Before Metta World Peace was Metta World Peace, he was just Ron Artest, a Queensbridge-native playing at nearby St. John's University.
During that time, he says he was approached on multiple occasions about throwing games for money, including an incident when someone approached him in his neighborhood with a $35,000 offer to fix a game. He didn't take the offer, but says it definitely crossed his mind.
World Peace recently spoke with Yahoo Sports' Jared Quay about his experience with sports gambling as a player in wake of the Supreme Court's ruling to end a federal ban that prohibits people from legally gambling on sports across the country.
“I see the issues with betting, and I’ve been approached in college,” he said. “I got approached a couple times to throw games. The one interesting time, they come to me in my neighborhood and said, ‘Hey, I got $35,000 for you.’ I’m like, ‘All right, that’s cool, I’ll take $35,000.’ They said, ‘We need you to throw a game.’ That’s when I’m like, ‘You [expletive].’ But it crossed my mind — $35,000 to throw a game? Not bad.

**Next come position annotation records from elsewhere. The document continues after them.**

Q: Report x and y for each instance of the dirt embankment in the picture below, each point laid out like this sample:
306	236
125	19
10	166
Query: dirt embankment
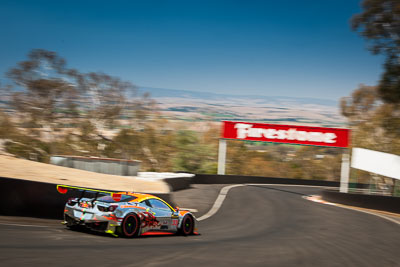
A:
12	167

“But that’s the problem. They find these kids that don’t have any money, and they attack them. What if I was some kid that was a little scared, like, ‘OK, I’ll do it.’ That’s the problem I have with betting, because these guys who are betting, they’re bullies. Some of them are bullies. They’ll force a kid into a situation, and then when the kid’s trying to go to the NBA, they hold it against the kid.”